M. Mathais a affirmé qu'"aucun élément ne permet à ce jour d'établir avec certitude que la victime était porteuse de manière apparente ou non d'une kippa au moment de la scène de violence".
Une mise au point qui intervient alors que ce drame a fait réagir toute la classe politique jusqu'à l'Elysée.
Le président et candidat Emmanuel Macron a demandé mardi "la clarté complète" sur cette affaire qui ne doit pas donner lieu à "manipulations politiques", alors que d'autres candidats avaient dénoncé un acte possiblement antisémite.
Le mercredi 16 février vers 20H, ce jeune homme de 31 ans, souffrant d'un handicap non visible, comme l'a précisé sa famille à Radio Shalom, traversait les voies ferrées quand il a été percuté par le tramway à Bobigny (Seine-Saint-Denis) après avoir été frappé par des jeunes.
En arrêt cardio-respiratoire et victime d'un traumatisme crânien, il est décédé à l'hôpital peu après minuit.
A la suite de ce drame, une première enquête a été ouverte pour "homicide involontaire par conducteur".
Les différentes investigations ont permis d'établir que l'infraction pénale visant le conducteur n'était "pas caractérisée", a expliqué le procureur, précisant que cette enquête avait été classée sans suite le 22 février.
Deux semaines après, le 10 mars, une vidéo filmée par un témoin et montrant l'altercation et le choc avec le tramway était transmise au commissariat. Dans la foulée, une enquête a été ouverte pour "violences volontaires en réunion", a relaté Eric Mathais, qui a reçu la famille du défunt.
- "Manipulations politiques" -
Cette même vidéo a aussi été transmise quelques jours plus tard aux enquêteurs par la famille, qui s'était rendue sur les lieux pour recueillir des témoignages.
Sur ces images, largement relayées sur les réseaux sociaux, on voit le jeune homme recevoir de violents coups de poing, encerclé par une dizaine de personnes. Il tombe à terre, se relève puis traverse en courant la chaussée, l'air désorienté, avant d'être percuté par le tramway.
L'enquête, désormais sous l'égide d'un juge d'instruction, est menée par les enquêteurs de la police judiciaire du département.

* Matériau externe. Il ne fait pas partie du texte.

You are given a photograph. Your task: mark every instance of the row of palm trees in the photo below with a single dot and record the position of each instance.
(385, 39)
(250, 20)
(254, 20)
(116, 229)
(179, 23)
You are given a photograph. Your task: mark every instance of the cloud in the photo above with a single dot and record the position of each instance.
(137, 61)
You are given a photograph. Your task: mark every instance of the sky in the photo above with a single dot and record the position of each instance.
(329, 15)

A cinq jours du premier tour de l'élection présidentielle, ce drame est devenu un fait politique, abondamment commenté par les candidats.

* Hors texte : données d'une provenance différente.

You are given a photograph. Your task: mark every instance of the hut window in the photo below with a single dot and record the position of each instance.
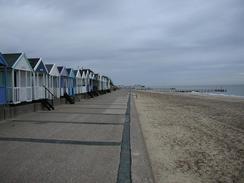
(23, 78)
(28, 78)
(16, 79)
(1, 77)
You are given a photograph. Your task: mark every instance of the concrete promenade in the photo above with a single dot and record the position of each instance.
(73, 143)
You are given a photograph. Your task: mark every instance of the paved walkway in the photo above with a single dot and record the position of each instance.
(73, 143)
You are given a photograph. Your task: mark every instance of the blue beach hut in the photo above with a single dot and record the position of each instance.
(19, 78)
(40, 78)
(63, 80)
(3, 79)
(71, 82)
(53, 79)
(78, 81)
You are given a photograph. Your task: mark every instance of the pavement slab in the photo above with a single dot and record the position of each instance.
(73, 143)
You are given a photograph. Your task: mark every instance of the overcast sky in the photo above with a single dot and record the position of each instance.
(152, 42)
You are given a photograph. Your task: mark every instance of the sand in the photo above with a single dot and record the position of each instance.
(193, 139)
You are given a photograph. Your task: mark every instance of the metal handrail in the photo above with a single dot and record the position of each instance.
(53, 96)
(46, 89)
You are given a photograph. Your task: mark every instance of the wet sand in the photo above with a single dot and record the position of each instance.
(193, 139)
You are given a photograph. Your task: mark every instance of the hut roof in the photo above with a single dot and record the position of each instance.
(49, 67)
(11, 58)
(33, 62)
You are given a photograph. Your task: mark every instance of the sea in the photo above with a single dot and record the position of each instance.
(230, 90)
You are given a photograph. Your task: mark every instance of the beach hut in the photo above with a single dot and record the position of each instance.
(40, 78)
(3, 80)
(78, 81)
(71, 82)
(84, 77)
(96, 82)
(19, 78)
(91, 80)
(63, 80)
(53, 80)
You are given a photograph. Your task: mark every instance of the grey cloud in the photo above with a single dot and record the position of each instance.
(150, 42)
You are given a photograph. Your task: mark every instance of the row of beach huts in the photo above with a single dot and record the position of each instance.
(24, 79)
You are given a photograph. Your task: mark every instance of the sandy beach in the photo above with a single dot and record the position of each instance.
(193, 139)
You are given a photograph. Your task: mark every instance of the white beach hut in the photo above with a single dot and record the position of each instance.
(19, 79)
(84, 77)
(53, 80)
(78, 81)
(40, 78)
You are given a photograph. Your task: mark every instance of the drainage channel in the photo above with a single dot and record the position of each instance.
(124, 172)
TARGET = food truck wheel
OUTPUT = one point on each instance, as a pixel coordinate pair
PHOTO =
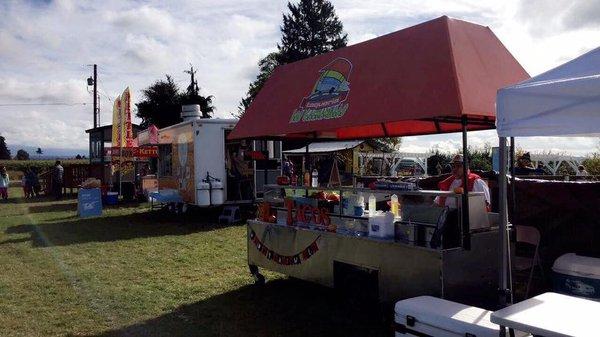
(259, 279)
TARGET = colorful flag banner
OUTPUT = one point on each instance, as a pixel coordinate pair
(286, 260)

Le candidat d'extrême droite Eric Zemmour (Reconquête!) est le premier à avoir médiatisé l'affaire à la demande de la famille de la victime dont il a reçu le père mardi matin.

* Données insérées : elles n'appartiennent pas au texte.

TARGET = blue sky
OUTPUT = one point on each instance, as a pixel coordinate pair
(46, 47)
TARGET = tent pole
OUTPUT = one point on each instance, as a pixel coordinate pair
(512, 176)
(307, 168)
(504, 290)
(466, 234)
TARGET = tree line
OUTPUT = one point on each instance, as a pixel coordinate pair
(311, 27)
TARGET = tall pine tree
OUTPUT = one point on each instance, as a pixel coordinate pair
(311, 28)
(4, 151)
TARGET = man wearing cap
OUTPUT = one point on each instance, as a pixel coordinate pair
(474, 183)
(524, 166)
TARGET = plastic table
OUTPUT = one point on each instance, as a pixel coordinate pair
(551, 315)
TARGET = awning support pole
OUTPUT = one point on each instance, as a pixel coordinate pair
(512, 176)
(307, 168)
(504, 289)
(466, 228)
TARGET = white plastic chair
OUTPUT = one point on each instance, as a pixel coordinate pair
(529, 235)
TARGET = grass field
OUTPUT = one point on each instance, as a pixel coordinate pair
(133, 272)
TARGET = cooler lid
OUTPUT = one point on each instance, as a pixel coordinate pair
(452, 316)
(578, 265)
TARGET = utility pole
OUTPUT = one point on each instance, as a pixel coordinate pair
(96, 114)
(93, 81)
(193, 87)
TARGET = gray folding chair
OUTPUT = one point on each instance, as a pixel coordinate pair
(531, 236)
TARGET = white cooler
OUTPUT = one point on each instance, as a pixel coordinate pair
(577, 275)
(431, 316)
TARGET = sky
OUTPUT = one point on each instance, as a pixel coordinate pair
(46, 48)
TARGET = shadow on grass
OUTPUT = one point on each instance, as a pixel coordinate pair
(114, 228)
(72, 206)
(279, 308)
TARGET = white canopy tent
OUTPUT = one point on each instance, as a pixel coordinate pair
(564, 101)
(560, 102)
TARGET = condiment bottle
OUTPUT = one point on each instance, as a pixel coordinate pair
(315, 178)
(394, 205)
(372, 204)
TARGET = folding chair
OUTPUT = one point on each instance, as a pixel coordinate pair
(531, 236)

"Est-il mort pour fuir les racailles? Est-il mort parce que juif? Pourquoi cette affaire est-elle étouffée?", a-t-il écrit lundi sur Twitter. Sa rivale Marine Le Pen (RN) a évoqué un "acte criminel" qui "pourrait être un meurtre antisémite".
"Toute la lumière doit être faite", sur le drame, ont de leur côté demandé trois autres candidats à la présidentielle, Jean-Luc Mélenchon (LFI), Yannick Jadot (EELV) et Valérie Pécresse (LR) qui a dénoncé un "lynchage ignoble qui pourrait être de nature antisémite".
Nathalie Arthaud (LO) a elle dénoncé "une instrumentalisation" par Eric Zemmour.
Le souci de la famille est "d'avancer avec l'autorité judiciaire sans aucune récupération", avait réagi lundi soir sur BFMTV, l'avocat de la famille Franck Serfati. "La famille Cohen ne vient pas crier à l'antisémitisme", a-t-il ajouté.